A partnership firm can be registered either under the Partnership Act, 1932 or the Limited Liability Partnership Act, 2008. The registration process involves obtaining a Partnership Deed and registering it with the Registrar of Firms. Once the Partnership Deed is registered, the partners can apply for a PAN card and open a bank account in the name of the partnership firm.
Limited Liability Partnership (LLP):
To register an LLP, you need to first obtain a Digital Signature Certificate (DSC) and Director Identification Number (DIN) for all the partners. Once this is done, you need to file an application for the name approval of the LLP with the ROC. After name approval, you need to file the incorporation documents, including the LLP Agreement, with the ROC to complete the registration process.

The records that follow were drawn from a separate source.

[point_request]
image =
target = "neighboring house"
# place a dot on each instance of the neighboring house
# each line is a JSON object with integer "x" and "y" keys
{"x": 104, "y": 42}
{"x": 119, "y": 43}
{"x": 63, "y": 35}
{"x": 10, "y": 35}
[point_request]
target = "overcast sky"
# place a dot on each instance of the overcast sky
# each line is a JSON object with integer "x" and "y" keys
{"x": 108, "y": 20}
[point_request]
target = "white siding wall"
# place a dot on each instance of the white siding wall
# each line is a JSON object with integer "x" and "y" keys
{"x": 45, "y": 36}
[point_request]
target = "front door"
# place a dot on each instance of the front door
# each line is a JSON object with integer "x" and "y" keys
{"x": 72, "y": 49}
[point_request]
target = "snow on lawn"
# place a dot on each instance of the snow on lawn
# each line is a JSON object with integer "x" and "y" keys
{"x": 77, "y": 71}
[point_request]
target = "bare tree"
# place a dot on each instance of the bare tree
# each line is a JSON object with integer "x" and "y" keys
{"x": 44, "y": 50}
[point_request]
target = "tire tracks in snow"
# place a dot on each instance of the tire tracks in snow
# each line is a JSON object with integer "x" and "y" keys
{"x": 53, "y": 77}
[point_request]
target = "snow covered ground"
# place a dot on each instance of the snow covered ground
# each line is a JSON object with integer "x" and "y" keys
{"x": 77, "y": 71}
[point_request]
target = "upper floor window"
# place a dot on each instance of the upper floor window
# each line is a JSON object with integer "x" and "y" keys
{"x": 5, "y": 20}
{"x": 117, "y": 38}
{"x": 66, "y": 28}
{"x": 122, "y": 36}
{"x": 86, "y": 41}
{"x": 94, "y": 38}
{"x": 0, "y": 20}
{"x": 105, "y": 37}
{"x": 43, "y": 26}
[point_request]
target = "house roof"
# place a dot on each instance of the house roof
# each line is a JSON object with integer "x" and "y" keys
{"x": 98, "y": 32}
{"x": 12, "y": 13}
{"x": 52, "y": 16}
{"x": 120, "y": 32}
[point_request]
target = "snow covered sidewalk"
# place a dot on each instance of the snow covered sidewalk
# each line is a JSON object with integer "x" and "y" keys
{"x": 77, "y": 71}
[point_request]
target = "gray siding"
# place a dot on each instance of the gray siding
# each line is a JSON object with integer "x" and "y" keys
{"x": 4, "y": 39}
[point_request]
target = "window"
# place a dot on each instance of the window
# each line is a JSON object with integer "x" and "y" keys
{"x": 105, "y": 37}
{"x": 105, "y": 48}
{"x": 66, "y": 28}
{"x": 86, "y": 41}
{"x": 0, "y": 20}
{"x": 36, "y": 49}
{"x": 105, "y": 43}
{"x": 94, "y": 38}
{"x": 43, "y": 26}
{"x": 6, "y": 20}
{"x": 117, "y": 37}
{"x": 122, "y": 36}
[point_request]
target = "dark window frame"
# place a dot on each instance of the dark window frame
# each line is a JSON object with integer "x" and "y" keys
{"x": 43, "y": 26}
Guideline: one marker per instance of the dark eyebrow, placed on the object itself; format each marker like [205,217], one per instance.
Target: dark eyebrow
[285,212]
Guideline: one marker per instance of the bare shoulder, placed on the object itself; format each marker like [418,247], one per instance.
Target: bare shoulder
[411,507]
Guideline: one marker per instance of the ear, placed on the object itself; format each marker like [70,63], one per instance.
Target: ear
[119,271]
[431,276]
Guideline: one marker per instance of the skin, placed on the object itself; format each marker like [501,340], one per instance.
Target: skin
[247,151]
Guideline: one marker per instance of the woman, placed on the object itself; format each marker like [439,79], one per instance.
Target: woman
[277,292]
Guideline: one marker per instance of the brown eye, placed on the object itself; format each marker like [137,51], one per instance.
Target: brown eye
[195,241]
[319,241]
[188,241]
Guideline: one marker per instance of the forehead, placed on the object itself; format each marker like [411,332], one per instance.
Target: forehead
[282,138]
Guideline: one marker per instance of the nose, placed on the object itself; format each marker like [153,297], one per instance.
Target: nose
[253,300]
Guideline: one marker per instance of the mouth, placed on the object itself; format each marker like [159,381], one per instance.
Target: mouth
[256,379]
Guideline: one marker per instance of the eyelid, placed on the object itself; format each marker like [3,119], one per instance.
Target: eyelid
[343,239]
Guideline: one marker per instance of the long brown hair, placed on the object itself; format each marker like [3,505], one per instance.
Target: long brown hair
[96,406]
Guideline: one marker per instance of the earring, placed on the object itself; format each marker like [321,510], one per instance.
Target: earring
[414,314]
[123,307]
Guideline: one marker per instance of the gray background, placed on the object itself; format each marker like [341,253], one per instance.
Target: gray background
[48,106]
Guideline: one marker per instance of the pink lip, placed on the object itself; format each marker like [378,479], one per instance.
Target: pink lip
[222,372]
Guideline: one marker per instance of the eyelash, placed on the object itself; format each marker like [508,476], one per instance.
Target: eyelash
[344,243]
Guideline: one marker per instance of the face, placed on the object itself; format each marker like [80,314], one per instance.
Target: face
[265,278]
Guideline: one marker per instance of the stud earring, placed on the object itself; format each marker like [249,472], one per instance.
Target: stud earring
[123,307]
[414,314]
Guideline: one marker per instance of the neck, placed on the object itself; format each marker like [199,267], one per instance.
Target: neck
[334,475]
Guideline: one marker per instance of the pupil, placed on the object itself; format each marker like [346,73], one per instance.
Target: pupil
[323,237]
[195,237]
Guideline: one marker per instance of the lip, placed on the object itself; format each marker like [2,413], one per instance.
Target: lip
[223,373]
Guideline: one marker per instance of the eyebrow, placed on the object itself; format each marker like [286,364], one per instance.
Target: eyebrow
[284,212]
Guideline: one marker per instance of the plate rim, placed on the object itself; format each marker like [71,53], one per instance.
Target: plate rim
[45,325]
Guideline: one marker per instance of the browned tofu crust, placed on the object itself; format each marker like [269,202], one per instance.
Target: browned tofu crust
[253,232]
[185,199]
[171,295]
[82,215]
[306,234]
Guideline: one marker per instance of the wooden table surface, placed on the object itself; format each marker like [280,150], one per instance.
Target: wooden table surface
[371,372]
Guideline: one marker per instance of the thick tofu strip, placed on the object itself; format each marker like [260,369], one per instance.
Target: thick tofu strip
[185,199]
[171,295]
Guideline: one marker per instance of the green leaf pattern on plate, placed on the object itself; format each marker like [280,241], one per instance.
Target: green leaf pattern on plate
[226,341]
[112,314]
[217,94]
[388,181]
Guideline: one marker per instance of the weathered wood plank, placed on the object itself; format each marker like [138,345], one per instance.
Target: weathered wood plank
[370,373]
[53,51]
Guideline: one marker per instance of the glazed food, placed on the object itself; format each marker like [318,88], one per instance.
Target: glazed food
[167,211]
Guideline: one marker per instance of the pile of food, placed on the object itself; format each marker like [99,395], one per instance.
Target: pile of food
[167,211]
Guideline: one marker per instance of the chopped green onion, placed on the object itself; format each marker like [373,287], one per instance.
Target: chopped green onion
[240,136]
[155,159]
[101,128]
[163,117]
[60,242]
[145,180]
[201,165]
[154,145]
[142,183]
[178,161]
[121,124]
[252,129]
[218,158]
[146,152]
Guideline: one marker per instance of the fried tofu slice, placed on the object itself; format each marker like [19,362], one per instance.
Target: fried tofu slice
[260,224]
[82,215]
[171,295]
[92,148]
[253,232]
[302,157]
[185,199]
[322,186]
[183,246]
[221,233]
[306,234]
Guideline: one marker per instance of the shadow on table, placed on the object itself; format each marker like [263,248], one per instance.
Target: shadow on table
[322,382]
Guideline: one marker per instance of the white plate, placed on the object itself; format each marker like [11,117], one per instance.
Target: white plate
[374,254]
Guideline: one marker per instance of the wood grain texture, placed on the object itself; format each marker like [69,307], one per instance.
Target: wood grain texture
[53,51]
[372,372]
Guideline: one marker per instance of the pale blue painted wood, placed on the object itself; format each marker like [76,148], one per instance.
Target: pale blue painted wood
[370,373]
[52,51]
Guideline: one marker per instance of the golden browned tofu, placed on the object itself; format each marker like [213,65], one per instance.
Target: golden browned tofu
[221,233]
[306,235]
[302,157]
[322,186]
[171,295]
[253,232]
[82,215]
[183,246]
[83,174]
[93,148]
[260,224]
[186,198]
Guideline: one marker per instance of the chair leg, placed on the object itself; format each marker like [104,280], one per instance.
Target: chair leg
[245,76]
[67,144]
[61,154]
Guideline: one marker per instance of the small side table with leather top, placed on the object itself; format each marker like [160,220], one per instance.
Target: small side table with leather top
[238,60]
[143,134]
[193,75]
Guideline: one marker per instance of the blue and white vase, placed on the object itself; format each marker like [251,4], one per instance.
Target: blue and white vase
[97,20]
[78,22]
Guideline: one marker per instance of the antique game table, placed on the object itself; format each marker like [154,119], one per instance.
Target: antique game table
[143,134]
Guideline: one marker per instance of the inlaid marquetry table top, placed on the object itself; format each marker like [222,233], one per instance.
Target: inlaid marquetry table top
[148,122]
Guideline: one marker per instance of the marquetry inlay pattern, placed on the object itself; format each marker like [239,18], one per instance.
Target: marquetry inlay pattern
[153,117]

Private Limited Company (PLC)
In India, a Private Limited Company (PLC) is a type of company that is privately held and has limited liability. This means that the liability of the company’s shareholders is limited to the amount of money they have invested in the company and they are not personally liable for the company’s debts or losses beyond that amount.
For Private Limited Company Registration in India, you need to follow these steps:
- Obtain a Digital Signature Certificate (DSC) for the proposed directors of the company.
- Obtain a Director Identification Number (DIN) for the proposed directors of the company.
- Reserve a unique name for the company through the Ministry of Corporate Affairs (MCA) website.
- File the incorporation documents, including the Memorandum of Association (MoA) and Articles of Association (AoA), with the Registrar of Companies (RoC).
- Obtain the Certificate of Incorporation from the RoC.
After incorporation, a Private Limited Company must comply with various legal and regulatory requirements, including the maintenance of statutory registers, holding of annual general meetings, filing of annual returns and financial statements, and payment of taxes.
PLCs are popular among entrepreneurs and investors as they offer limited liability protection to shareholders and provide a separate legal entity that can own assets, enter into contracts, and sue or be sued in its own name.